Friday, February 6, 2009

7:35 de la Mañana



Around 3 in the morning, I climb down from my column and go into Buñuel's cold coffee and day-old pastry shop and order my favorite drink, the Mi Ultimo Suspiro. Playing on a forever loop in the background is "7:35 de la Mañana," a 2004 Oscar-nominated live action short from Spain. I do not know why.

I wait in line, surrounded by a clientele that communicate with each other by holding up cue cards. They frighten me with their petit bourgeois small talk sameness and their matching purses. I am depressed. My donkeys have died while I was playing piano at a jazz bar; all the women around me have thicker beards than I do. I will speak about this to Freud the next time he blows cigar smoke in my face.
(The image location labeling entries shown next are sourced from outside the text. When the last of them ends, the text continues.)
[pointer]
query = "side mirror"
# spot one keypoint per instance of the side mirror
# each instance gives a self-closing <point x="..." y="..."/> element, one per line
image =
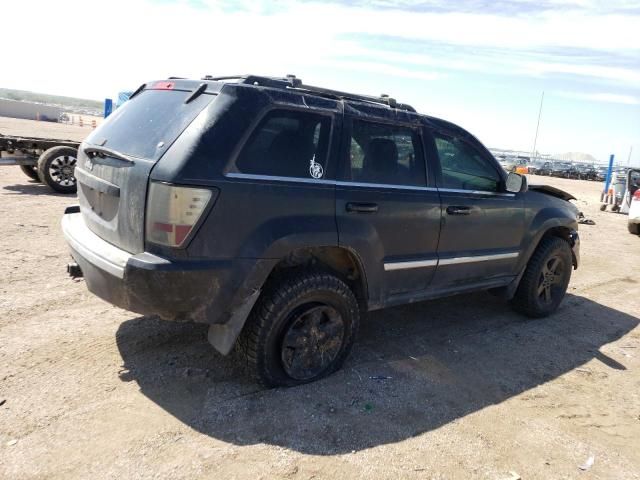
<point x="516" y="183"/>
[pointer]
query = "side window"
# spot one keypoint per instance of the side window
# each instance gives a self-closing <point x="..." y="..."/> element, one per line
<point x="463" y="167"/>
<point x="287" y="144"/>
<point x="388" y="154"/>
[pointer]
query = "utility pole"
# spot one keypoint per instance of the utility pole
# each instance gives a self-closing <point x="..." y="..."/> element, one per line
<point x="535" y="140"/>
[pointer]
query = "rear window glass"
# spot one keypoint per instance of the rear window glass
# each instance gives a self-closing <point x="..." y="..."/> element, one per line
<point x="287" y="144"/>
<point x="152" y="117"/>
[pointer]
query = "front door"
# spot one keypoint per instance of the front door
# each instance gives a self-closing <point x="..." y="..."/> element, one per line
<point x="482" y="224"/>
<point x="385" y="208"/>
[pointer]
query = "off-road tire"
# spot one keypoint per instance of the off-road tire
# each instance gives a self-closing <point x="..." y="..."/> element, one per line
<point x="30" y="171"/>
<point x="527" y="298"/>
<point x="261" y="343"/>
<point x="44" y="168"/>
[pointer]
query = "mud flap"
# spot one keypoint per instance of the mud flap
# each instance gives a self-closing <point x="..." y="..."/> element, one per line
<point x="223" y="336"/>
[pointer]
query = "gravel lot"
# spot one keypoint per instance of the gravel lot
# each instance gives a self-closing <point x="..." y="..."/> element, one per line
<point x="469" y="390"/>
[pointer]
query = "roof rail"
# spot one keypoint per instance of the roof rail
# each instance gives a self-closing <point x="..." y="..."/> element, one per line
<point x="292" y="82"/>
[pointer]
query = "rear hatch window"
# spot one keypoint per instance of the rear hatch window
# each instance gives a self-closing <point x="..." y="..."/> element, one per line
<point x="112" y="192"/>
<point x="148" y="124"/>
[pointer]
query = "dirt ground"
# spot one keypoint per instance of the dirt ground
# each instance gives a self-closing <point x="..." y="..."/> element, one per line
<point x="458" y="388"/>
<point x="62" y="131"/>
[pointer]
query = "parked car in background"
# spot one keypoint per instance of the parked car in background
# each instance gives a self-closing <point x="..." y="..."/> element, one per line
<point x="601" y="174"/>
<point x="559" y="169"/>
<point x="541" y="168"/>
<point x="586" y="172"/>
<point x="509" y="164"/>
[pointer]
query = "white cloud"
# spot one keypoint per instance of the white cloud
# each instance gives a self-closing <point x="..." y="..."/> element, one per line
<point x="601" y="97"/>
<point x="114" y="44"/>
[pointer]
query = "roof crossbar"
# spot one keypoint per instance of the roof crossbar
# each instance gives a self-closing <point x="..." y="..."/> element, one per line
<point x="292" y="82"/>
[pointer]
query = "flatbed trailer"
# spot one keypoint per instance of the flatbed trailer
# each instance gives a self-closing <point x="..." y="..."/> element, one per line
<point x="47" y="160"/>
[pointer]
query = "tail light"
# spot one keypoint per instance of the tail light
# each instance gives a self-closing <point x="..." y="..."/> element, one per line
<point x="173" y="212"/>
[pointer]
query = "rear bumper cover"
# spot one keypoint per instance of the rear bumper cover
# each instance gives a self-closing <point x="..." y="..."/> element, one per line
<point x="207" y="291"/>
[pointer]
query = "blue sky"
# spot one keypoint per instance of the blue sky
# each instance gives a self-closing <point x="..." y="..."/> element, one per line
<point x="482" y="64"/>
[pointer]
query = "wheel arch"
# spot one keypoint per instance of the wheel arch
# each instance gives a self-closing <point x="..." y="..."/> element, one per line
<point x="341" y="261"/>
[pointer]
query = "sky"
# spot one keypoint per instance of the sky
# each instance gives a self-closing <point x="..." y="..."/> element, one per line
<point x="482" y="64"/>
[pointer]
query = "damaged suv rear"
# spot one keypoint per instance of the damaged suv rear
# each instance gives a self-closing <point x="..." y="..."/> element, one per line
<point x="278" y="212"/>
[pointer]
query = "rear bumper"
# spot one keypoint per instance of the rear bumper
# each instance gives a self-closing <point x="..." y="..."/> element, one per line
<point x="207" y="291"/>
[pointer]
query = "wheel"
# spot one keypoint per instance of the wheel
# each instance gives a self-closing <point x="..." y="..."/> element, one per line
<point x="545" y="279"/>
<point x="30" y="171"/>
<point x="56" y="168"/>
<point x="301" y="329"/>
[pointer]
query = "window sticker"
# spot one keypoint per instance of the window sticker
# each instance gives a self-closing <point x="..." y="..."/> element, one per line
<point x="315" y="169"/>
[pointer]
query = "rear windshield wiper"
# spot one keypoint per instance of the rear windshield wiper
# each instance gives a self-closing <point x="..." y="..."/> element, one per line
<point x="107" y="152"/>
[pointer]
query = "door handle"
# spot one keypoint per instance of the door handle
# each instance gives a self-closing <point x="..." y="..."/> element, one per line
<point x="356" y="207"/>
<point x="458" y="210"/>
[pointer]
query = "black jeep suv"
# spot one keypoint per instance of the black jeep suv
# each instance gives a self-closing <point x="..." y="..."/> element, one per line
<point x="278" y="213"/>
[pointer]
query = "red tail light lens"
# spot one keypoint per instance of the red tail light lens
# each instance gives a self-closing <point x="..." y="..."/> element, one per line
<point x="173" y="211"/>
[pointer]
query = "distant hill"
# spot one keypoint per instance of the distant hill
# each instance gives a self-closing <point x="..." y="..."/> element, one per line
<point x="76" y="105"/>
<point x="576" y="157"/>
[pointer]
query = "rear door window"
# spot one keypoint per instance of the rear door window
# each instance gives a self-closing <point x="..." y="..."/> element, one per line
<point x="385" y="154"/>
<point x="287" y="143"/>
<point x="149" y="123"/>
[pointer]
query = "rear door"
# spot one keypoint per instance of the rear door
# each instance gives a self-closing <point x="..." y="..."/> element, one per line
<point x="386" y="209"/>
<point x="114" y="162"/>
<point x="482" y="225"/>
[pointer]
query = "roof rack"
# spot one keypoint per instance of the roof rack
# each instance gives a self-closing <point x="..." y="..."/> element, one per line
<point x="292" y="82"/>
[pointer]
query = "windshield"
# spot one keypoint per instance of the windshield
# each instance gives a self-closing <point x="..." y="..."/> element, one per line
<point x="148" y="124"/>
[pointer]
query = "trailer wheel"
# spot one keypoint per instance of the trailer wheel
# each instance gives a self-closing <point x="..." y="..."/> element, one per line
<point x="56" y="168"/>
<point x="30" y="171"/>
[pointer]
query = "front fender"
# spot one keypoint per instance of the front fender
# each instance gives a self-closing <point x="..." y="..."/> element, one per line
<point x="542" y="222"/>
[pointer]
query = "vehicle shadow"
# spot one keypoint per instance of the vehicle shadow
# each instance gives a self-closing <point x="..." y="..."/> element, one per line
<point x="413" y="369"/>
<point x="34" y="188"/>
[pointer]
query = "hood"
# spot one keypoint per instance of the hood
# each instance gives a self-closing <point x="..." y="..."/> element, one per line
<point x="553" y="191"/>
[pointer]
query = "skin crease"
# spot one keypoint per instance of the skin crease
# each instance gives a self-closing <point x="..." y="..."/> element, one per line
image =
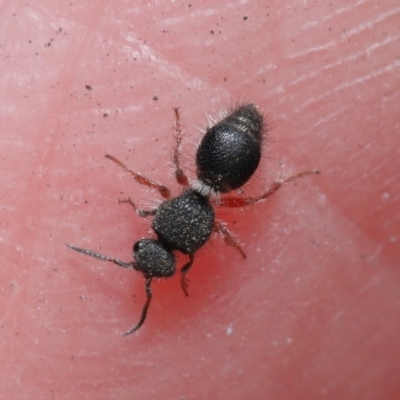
<point x="314" y="310"/>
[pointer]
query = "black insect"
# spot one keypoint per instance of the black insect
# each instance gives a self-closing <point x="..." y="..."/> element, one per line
<point x="226" y="158"/>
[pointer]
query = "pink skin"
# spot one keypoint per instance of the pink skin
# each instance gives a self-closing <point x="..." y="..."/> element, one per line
<point x="314" y="310"/>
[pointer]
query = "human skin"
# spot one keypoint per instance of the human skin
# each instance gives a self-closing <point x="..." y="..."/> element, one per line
<point x="313" y="312"/>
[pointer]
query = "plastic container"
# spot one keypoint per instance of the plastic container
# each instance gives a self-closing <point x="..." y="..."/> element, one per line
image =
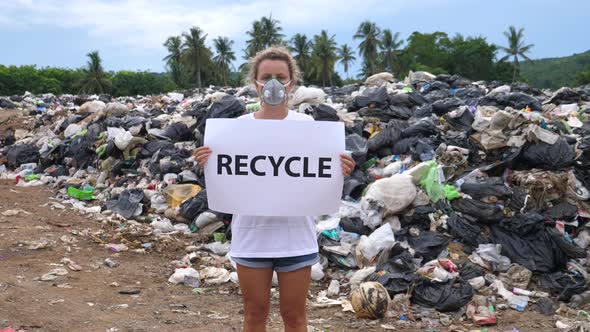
<point x="580" y="299"/>
<point x="83" y="195"/>
<point x="178" y="193"/>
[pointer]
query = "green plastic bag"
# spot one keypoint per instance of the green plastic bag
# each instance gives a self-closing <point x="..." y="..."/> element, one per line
<point x="434" y="186"/>
<point x="83" y="195"/>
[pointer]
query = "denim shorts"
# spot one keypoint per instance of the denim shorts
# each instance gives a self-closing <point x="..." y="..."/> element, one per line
<point x="281" y="264"/>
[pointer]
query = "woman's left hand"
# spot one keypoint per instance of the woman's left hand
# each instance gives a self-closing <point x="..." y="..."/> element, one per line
<point x="348" y="164"/>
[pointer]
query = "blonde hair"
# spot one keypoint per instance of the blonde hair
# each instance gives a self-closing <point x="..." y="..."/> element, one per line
<point x="273" y="53"/>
Yesterday, a man dressed as a nun and riding a bicycle cut in line and told me my Andalusian dog was peeing into the morning coffee. I laughed to camera. He handed me an invitation. It was to a party hosted by The Devil, who would steal my soul using a set of pliers after first boring me to death with simple magic tricks involving balloons. I would then be driven to a disco; I should refuse for he is a lousy dancer and a mean drunk. I looked at the invitation. The party was yesterday. My soul remained safe, although I would have enjoyed seeing the balloon tricks.

I order a latte and sing in front of a surprised woman who pulls out a razor blade and threatens to strike me with it 400 times. She asks me whether my name is Jules or Jim. I tell her she is confusing French New Wave with surrealism and avant-garde movie making. She tells me never to fall asleep watching Turner Movie Classics again.